With a complete battery charge alone, a fully-loaded vehicle can travel up to 75 miles. Using the Cummins natural gas engine as a generator to charge the batteries, as well as leveraging features like regenerative braking, a fully loaded tractor-trailer range can reach up to 1,000 miles on a single CNG fill up, the company says.

Hyliion notes that the extent of emissions savings hinges on several factors, including driver behavior, load capacity, trailer type, geographical location, and the choice of fuel. These variables determine the overall environmental impact, making it imperative to optimize them for the most efficient solution. 

While direct numbers weren’t provided, Hyliion says that its ERX model is compliant with the 2027 Low-NOx emissions requirement set by both the California Air Resources Board (CARB) and the Environmental Protection Agency (EPA), which mandates a limit of 0.02 g/bhp-hr. This level is 90% lower than the existing diesel standard established by the North American EPA.

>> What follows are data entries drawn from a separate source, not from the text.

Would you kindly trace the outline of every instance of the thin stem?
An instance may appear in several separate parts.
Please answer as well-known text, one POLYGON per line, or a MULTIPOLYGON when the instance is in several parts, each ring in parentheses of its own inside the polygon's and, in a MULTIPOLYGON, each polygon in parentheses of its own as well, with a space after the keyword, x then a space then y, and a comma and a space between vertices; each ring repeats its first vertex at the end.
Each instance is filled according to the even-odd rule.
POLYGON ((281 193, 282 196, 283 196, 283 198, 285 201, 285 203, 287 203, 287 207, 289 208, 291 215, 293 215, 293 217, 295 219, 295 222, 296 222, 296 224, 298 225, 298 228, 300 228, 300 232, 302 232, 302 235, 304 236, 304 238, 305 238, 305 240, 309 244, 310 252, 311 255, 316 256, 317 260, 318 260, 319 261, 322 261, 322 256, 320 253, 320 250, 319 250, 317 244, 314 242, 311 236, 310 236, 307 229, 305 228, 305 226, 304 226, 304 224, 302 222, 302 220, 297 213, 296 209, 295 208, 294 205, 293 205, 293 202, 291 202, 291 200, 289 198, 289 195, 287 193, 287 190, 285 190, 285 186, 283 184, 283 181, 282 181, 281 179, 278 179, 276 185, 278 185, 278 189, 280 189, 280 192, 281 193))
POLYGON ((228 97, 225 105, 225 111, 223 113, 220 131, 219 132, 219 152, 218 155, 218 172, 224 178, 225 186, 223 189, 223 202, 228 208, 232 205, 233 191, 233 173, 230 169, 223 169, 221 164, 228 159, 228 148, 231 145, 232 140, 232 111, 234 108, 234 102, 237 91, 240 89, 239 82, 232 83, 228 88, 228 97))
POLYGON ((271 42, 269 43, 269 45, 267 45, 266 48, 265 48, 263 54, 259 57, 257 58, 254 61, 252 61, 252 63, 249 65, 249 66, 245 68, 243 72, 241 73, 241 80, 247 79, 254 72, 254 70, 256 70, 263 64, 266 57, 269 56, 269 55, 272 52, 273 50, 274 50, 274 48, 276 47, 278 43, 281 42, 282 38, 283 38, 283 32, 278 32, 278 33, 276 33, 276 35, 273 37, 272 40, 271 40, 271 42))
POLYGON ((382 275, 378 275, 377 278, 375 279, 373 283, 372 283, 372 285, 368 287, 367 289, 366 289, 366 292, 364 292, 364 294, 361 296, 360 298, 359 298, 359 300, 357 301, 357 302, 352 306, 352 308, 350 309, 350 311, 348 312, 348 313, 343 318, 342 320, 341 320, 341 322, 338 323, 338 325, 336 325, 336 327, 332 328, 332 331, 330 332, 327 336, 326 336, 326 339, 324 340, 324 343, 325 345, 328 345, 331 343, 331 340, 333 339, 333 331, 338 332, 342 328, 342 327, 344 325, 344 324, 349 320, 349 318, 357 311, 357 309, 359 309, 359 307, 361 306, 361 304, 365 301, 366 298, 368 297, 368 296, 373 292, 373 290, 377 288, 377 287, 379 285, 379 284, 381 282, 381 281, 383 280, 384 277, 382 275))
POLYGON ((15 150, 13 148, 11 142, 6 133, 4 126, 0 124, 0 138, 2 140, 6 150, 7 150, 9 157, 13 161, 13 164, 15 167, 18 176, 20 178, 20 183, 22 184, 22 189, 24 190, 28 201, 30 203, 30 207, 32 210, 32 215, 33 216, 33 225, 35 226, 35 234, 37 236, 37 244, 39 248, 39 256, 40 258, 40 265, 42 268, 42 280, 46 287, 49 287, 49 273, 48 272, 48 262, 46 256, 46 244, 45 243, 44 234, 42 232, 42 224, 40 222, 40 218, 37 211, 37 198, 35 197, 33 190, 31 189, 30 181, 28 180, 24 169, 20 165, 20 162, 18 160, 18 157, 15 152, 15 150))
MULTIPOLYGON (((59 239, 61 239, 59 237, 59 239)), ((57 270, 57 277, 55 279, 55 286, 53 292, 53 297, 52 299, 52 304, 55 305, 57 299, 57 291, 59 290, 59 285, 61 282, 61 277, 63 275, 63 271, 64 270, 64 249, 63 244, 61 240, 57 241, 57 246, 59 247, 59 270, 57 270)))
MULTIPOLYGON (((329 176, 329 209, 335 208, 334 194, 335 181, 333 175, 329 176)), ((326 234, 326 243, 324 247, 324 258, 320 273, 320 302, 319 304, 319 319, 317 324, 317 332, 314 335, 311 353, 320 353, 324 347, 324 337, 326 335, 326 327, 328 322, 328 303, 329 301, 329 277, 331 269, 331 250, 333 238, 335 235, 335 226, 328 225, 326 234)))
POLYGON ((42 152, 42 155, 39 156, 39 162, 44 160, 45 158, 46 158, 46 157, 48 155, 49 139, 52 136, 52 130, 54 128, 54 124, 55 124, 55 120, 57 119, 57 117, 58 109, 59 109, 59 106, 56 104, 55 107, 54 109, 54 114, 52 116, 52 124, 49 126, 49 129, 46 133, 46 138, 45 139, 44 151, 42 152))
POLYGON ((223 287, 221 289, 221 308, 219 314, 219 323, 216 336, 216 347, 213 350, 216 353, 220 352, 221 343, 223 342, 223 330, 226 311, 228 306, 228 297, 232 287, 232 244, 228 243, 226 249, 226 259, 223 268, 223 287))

Karno stationary model unveiling

Hyliion also unveiled a full-scale model of the 200 kW Karno generator unit for in-house energy use. Karno is a hydrogen and fuel-agnostic-capable generator, which Hyliion says is designed to operate with similar efficiencies to modern power plants, and can be deployed on-site and support the energy demands of electrification and charging.

Next-gen Hypertruck ERX– equipped truck

The company revealed that it is currently working on the next version of the Hypertruck ERX, which will be a day cab model. Hyliion aims to have the new powertrain ready for release by 2025 and available in the Peterbilt Model 579. model. This development, according to Hyliion, is in line with the Advanced Clean Fleets Regulation (ACF) approved by the California Air Resources Board (CARB), which imposes earlier requirements on day cabs.

Although the initial cost of the truck will exceed that of traditional diesel trucks currently in use, Hyliion says the savings will be realized through reduced maintenance expenses, as the more efficient engine will have a longer operational lifespan due to a lack of soot and particulates. Thomas Healy, Hyliion’s chief executive officer, says that the cost-effectiveness of Renewable Natural Gas (RNG) compared to diesel or other Zero Emission Vehicle (ZEV) options is projected to result in a return on investment of approximately three years.

Hyliion’s third-gen Hypertruck fuel cell hybrid

Hyliion also provided updates on its collaboration with Hyzon, a supplier of hydrogen fuel cell systems. Parker Meeks, chief executive officer at Hyzon, showcased the company’s recently unveiled 200-kW fuel cell stack, a device that combines multiple fuel cells together to generate electricity from hydrogen fuel to efficiently convert fuel into electrical energy.

This involves equipping a Peterbilt Model 579 with the Hyliion Hypertruck powertrain and Hyzon’s fuel cell stack as opposed to Hyliion’s CNG engine. Healy predicted that the initial adoption of hydrogen vehicles would initially occur in specific regions centered around refueling stations catering to trucks.

According to the companies, the first prototype will be available early Q4 of this year and more information is to follow leading up to the launch.